Posts with the Tag Photometry:

Histograms and Hidden Open Clusters

2020-08-13 Markus Demleitner

Colour-coded histograms for distances of stars in the direction of some NGC open clusters -- one cluster per line, so you're looking a a couple of Gigabytes of data here. If you want this a bit more precise: Read the article and generate your own image.

I have spent a bit of time last week polishing up what will (hopefully) be the definitive source of common ADQL User Defined Functions (UDFs) for IVOA review. What's a UDF, you ask? Well, it is an extension to ADQL where service operators can invent new functionality. If you have been following this blog for a while, you will probably remember the ivo_healpix_index function from our dereddening exercise (and some earlier postings): That was an UDF, too.

This polishing work reminded me of a UDF I've wanted to blog about for a quite a while, available in DaCHS (and thus on our Heidelberg Data Center) since mid-2018: gavo_histogram. This, I claim, is a powerful tool for analyses over large amounts of data with rather moderate local means.

For instance, consider this classic paper on the nature of NGC 2451: What if you were to look for more cases like this, i.e., (indulging in a bit of poetic liberty) open clusters hidden “behind” other open clusters?

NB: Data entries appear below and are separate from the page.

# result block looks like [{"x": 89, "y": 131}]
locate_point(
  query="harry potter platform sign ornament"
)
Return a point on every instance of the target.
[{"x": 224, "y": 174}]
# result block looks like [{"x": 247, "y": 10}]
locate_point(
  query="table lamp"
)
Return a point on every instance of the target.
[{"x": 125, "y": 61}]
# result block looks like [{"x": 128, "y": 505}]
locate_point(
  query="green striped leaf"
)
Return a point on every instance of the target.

Somewhat more technically this would mean figuring out whether there are “interesting” patterns in the distance and proper motion histograms towards known open clusters. Now, retrieving the dozens of millions of stars that, say, Gaia, has in the direction of open clusters to just build histograms – making each row count for a lot less than one bit – simply is wasteful. This kind of counting and summing is much better done server-side.

On the other hand, SQL's usual histogram maker, GROUP BY, is a bit unwieldy here, because you have lots of clusters, and you will not see anything if you munge all the histograms together. You could, of course, create a bin index from the distance and then group by this bin and the object name, somewhat like ...ROUND(r_est/20) as bin GROUP by name, bin – but that takes quite a bit of mangling before it can conveniently be used, in particular when you take independent distributions over multiple variables (“naive Bayesian”; but then it's the way to go if you want to capture dependencies between the variables).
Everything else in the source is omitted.